Decision support to deliver gravel barrier adaptation pathways mapped to system state triggers

Supervisors: Hachem Kassem (UoS), Jenny Brown (NOC), Charlie Thompson (UoS), Charlotte Lyddon (University of Liverpool), Doug Pender (JBA Consulting)

Contact email: hachem.kassem@soton.ac.uk

Location: Southampton

Project Rational: Gravel barrier shorelines offer widespread, critically important natural flood protection to many coastal communities. Their management, creation and enhancement are increasingly seen as sustainable, while providing nature-based adaptation options that boost natural capital. But these assets must be well managed to ensure they continue serving such functions in the face of increased risk of coastal erosion and flooding.

This project aims to identify the controls on gravel barrier overwash at a national scale to develop a framework of indicators that support the development of adaptation pathways and monitor performance over time.

The objectives are to:

1) Schematise all gravel beaches around the UK using numerical simulations to create a classification dataset for training Machine Learning tools.

2) Apply the new tools to identify trigger thresholds in geomorphic and environmental conditions that cause a state change in gravel beach response to forcing.

3) Develop an approach to process long-term coastal monitoring data into the tools to provide early warning of a shift in state.

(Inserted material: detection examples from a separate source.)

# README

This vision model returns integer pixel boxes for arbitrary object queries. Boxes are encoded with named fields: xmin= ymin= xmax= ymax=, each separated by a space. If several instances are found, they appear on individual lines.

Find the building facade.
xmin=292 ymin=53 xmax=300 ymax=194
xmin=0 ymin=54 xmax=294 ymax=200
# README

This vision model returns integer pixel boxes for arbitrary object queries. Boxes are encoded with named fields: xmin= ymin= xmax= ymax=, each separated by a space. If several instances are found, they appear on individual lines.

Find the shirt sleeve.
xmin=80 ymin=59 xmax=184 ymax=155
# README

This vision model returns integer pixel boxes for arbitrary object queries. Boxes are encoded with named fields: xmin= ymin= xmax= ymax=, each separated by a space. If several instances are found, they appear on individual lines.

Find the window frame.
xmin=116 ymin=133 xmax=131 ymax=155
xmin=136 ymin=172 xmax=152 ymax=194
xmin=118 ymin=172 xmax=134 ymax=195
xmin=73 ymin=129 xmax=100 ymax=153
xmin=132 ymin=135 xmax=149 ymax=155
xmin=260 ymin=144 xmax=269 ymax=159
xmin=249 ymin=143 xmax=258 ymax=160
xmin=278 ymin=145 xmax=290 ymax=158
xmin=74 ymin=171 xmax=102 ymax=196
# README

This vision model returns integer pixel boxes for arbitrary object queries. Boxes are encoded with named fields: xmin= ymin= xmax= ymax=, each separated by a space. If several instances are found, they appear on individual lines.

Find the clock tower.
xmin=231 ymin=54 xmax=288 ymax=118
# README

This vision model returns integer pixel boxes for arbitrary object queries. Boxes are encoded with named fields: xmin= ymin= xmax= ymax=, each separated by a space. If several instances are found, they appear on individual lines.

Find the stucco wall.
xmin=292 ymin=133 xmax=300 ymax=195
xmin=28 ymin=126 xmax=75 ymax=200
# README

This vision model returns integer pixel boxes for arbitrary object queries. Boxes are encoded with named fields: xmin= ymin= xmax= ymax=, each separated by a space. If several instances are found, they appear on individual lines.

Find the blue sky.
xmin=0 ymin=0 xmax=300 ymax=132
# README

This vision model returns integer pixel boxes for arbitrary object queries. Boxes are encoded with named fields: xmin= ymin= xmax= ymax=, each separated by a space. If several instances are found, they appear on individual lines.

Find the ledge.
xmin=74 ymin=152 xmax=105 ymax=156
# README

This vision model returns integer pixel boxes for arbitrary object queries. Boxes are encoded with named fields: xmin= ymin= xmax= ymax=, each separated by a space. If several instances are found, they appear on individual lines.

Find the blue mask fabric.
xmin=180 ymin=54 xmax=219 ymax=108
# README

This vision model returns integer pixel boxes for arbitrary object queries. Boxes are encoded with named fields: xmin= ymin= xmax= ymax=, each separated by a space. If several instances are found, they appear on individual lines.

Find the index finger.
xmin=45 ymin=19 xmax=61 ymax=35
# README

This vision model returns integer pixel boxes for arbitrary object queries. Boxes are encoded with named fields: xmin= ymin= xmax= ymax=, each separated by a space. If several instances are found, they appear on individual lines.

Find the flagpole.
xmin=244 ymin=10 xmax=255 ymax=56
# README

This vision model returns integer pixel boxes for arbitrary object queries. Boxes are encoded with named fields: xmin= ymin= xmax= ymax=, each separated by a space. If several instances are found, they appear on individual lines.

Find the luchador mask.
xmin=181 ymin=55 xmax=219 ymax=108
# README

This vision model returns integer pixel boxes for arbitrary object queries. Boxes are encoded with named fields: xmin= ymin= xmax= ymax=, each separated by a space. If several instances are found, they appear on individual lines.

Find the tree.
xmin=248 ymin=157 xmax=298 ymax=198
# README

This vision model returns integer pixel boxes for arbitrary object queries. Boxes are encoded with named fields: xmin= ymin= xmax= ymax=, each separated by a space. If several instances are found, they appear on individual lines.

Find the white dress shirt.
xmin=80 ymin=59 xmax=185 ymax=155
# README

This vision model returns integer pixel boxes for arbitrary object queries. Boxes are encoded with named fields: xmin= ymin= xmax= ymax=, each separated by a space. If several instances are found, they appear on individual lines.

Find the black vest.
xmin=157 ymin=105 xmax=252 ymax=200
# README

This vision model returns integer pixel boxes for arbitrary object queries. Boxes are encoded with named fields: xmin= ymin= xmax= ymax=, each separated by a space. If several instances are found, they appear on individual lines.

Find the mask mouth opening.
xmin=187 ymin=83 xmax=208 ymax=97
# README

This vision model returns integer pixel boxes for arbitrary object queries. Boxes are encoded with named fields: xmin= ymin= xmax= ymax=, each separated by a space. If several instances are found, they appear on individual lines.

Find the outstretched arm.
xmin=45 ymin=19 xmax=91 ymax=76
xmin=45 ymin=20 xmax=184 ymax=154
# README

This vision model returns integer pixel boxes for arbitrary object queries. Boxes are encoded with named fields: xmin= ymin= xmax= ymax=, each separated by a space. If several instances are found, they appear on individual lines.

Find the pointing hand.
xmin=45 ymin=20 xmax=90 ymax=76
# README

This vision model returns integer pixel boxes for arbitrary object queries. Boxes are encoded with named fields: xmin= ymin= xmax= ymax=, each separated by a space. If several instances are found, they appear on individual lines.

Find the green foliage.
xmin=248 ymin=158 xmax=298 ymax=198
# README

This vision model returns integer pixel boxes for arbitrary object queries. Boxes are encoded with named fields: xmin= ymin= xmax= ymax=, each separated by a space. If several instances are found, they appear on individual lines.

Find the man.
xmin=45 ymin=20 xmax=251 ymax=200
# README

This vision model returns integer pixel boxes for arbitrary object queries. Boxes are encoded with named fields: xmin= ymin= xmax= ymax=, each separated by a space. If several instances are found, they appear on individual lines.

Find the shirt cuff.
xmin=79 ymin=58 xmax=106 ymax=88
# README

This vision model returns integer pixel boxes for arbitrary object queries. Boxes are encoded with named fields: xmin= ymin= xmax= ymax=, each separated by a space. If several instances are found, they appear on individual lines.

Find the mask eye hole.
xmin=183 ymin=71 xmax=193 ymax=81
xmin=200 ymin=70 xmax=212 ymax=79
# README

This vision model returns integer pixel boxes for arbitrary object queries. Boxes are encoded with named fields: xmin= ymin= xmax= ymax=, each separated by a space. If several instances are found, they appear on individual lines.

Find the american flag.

Methodology: This project will apply Machine learning (ML) to forecast gravel-beach overwash vulnerability in a changing climate. Working alongside the NERC highlight topic research project #gravelbeach it will deliver new tools for the National Network of Regional Coastal Monitoring Programmes. Using nation-wide information collected within #gravelbeach, a classification to support a Frame of Reference1 for gravel barrier management will be prepared. A library of numerical simulations will be generated, using XBeach-G2, to understand key parameters that control the system’s state and thresholds3 that trigger a state change. This numerical database will train a supervised ML algorithm to predict physics-informed barrier overwash in response to coastal forcing (e.g., beach profile characteristics, and overtopping in response to wave/storm conditions and antecedent morphology, etc.). The ML techniques will be chosen in collaboration with JBA consulting to ensure they are appropriate for coastal management needs. The ML model will be applied in a hypothetical decadal (and potentially real-time) forecasting scenario of relevance to key management interests identified with #gravelbeach stakeholders. The model will be tested with operational monitoring (beach surveys, wave buoy, tide gauge) to demonstrate how it can be used with existing observations to provide coastal flood and erosion risk managers with early warnings.

Background Reading:
- van Koningsveld, M., Mulder J.P.M. (2004); Sustainable Coastal Policy Developments in The Netherlands. A Systematic Approach Revealed. Journal of Coastal Research 1 April 2004; 20 (2) 375–385. https://doi.org/10.2112/1551-5036(2004)020[0375:SCPDIT]2.0.CO;2

- Ions, K., Karunarathna, H., Reeve, D.E., Pender, D. (2021); Gravel Barrier Beach Morphodynamic Response to Extreme Conditions. Journal of Marine Science and Engineering, 9 (2), 135. https://doi.org/10.3390/jmse9020135

- Prime, T., Brown, J.M., Plater, A.J. (2016); Flood inundation uncertainty: the case of a 0.5% annual probability flood event. Environmental Science & Policy. 59, 1 – 9.

FLOOD-CDT
This PhD is being advertised as part of the Centre for Doctoral Training for Resilient Flood Futures (FLOOD-CDT). Further details about FLOOD-CDT can be seen here https://flood-cdt.ac.uk. Please note, that your application will be assessed upon: (1) Motivation and Career Aspirations; (2) Potential & Intellectual Excellence; (3) Suitability for specific project and (4) Fit to FLOOD-CDT. So please familiarise yourselves with FLOOD-CDT before applying. During the application process candidates will need to upload:
• a 1 page statement of your research interests in flooding and FLOOD-CDT and your rationale for your choice of project;
• a curriculum vitae giving details of your academic record and stating your research interests;
• name two current academic referees together with an institutional email addresses; on submission of your online application your referees will be automatically emailed requesting they send a reference to us directly by email;
• academic transcripts and degree certificates (translated if not in English) - if you have completed both a BSc & an MSc, we require both; and
• a IELTS/TOEFL certificate, if applicable.
Please upload all documents in PDF format. You are encouraged to contact potential supervisors by email to discuss project-specific aspects of the proposed prior to submitting your application. If you have any general questions please contact floodcdt@soton.ac.uk.

Apply
To apply for this project please click here: https://student-selfservice.soton.ac.uk/BNNRPROD/bzsksrch.P_Search. Tick programme type - Research, tick Full-time or Part-time, select Academic year – ‘2025/26, Faculty Environmental and Life Sciences’, search text – ‘PhD Ocean & Earth Science (FLOOD CDT)’.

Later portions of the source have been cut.